NATIONAL Security Minister Stuart Young said many of the former People’s Partnership’s (PP) anti-crime measures were tainted by corruption, replying to an Opposition motion critical of the Government in the Senate on Tuesday.
He lamented that under the PP some $400 million was spent on the controversial LifeSport, one of whose supervisors is now on trial for murder.
Young said under the PP, hundreds of CCTV cameras were rented for $11,000-14,000 each per month, costing taxpayers hundreds of millions per year. He said on taking office he had refused to renew those contracts but had sought fresh requests for proposals (RFP). Young claimed several attempts were made to thwart his RFP process, with him having to write to Police Commissioner Gary Griffith and ask how was it possible for files to vanish from his ministry.
Young queried the $500 million cost of building the National Operations Centre, hundreds of millions spent to buy helicopters, and the $300 million Eastern Correctional Rehabilitation Centre with its $80 million fence.

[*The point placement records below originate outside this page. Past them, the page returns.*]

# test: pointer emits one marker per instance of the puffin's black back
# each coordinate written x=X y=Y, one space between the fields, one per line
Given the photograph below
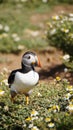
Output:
x=12 y=76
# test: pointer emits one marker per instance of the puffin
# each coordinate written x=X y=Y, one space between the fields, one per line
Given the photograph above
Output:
x=23 y=80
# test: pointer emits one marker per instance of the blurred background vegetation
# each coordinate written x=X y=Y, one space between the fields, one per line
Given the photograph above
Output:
x=17 y=30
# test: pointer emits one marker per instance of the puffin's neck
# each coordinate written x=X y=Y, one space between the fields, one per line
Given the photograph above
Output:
x=27 y=68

Of his initiatives, Young boasted of an upgrade to the country’s CCTV system to include facial recognition, plus the “complete success” of demonetisation.

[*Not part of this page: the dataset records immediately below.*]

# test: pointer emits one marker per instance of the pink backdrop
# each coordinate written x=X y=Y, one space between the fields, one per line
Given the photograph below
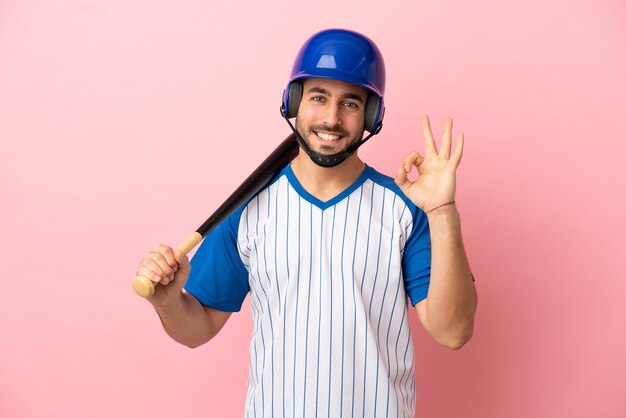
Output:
x=124 y=124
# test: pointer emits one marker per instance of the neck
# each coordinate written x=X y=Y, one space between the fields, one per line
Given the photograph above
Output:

Opposition Senator Sean Sobers lamented that Young had used only his last 4-5 minutes to state his anti-crime plans.
“The minister spent 36 minutes spewing political propaganda against the UNC,” Sobers said. “That is indicative of a Government failing.”
He accused Young of a lot of finger-pointing instead of comforting citizens. Sobers alleged that despite Government promises, a border security system known as PISCES is not in operation at Piarco Airport to track inbound airline passengers at this time of a novel coronavirus outbreak. Sobers said recently a local government corporation had been found to have awarded construction contracts to gangsters, the funds which he said would not be used to buy milk and pampers but firearms which he dubbed weapons of mass destruction.